するとキャシーは再び俺を心配そうに見つめ……ながらも反面どこか安堵した様子で静かにそうですかと呟いていた。
それはまるでハンスさんがここに残ってくれることを喜んでいるように見えた。
……思い返してみればこの話し合いの最初にキャシーが言ったのは動物の扱いに慣れている自分がハンスさんの代わりに俺に付いていくということだったっけ。
もしかしてこれって俺の身を案じているのも嘘ではないだろうが、それ以上にハンスさんに危険な真似をさせたくないからこその提案だったのか?

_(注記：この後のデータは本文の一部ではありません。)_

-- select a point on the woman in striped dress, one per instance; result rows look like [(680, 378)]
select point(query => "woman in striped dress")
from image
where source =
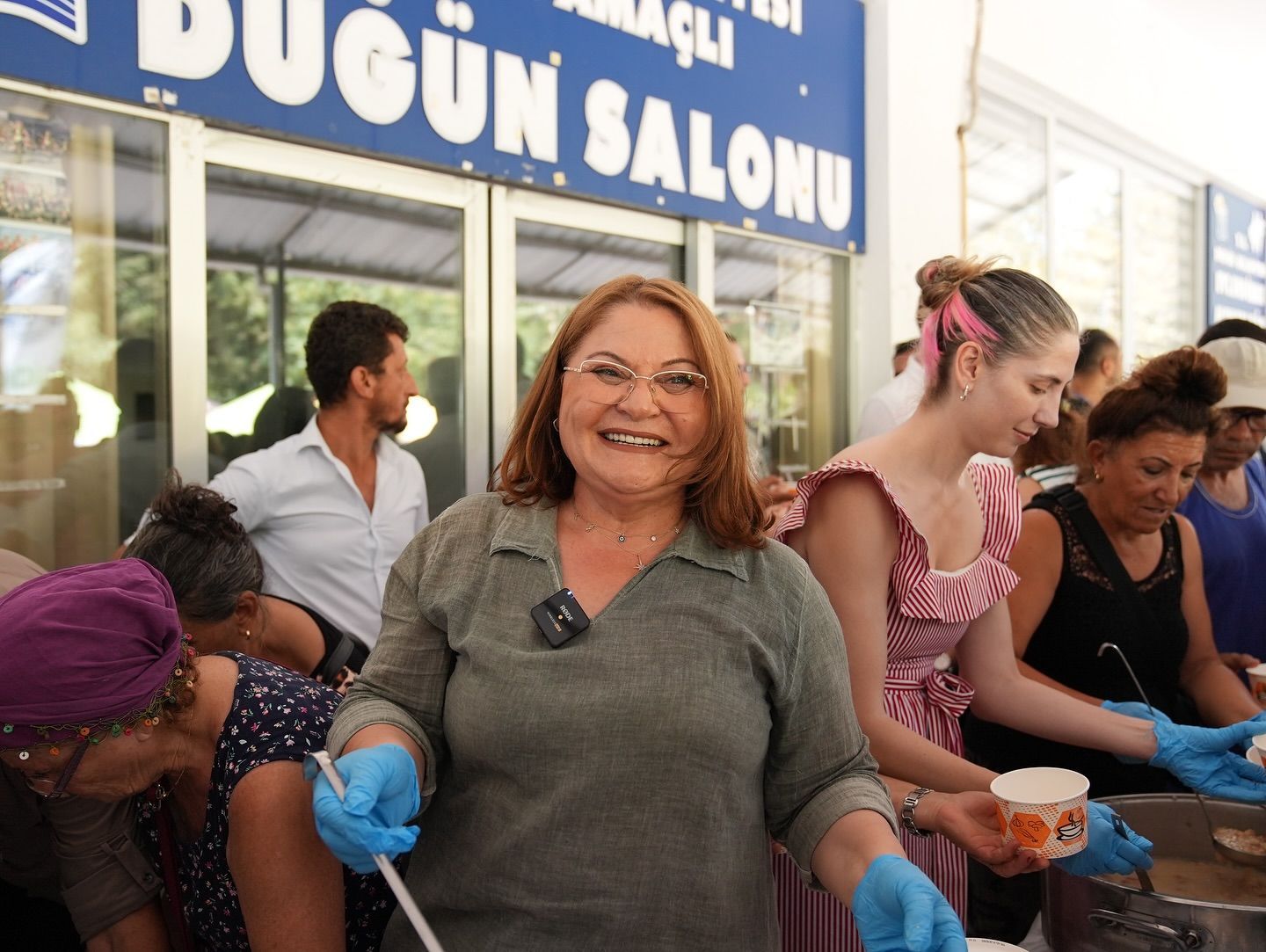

だとするとそれはキャシーにとってハンスさんが大事な存在だからとか或いは逆に親しいソフィアから秘密の相談としてハンスさんへの想いを聞いており二人を一緒に居させるためとか……いやいや単純に動物の扱いに関して頼りない部分も見ているだけに仲間として心配していたからか。
キャシーの微妙な反応が気になってついつい色々と考えてしまうが、この手の微妙な問題は第三者である俺が余計な突っ込みを入れない方が良いだろう。
……いや本当にそうか? 同じような状況だったハンスさんの時は軽く突っ込んだ程度だけれど、それが少しだけど良い方向に作用した気がする。
考えてみれば暗黙の了解的にトライブ内で恋愛事情を表に出すのは法度みたいになっていたけれど、むしろ俺としては恋愛などを含めた自分の事情も大事にしてほしいと思っている。
しかしこのままだと下手にトライブ運営が上手く行っていることもあって、誰かが突っ込まない限りこの状況のまま固定されてしまいかねない。
そしてこの手のデリケートな問題に首を突っ込めるのは、この後でここから居なくなる俺こそが適任なのかもしれない。
……まあ逆に居なくなる俺が勝手な真似をして残されたトライブの空気が悪くなるのも困るだろうけれど、個人個人に相談という形で話を振る分には問題ない……よな?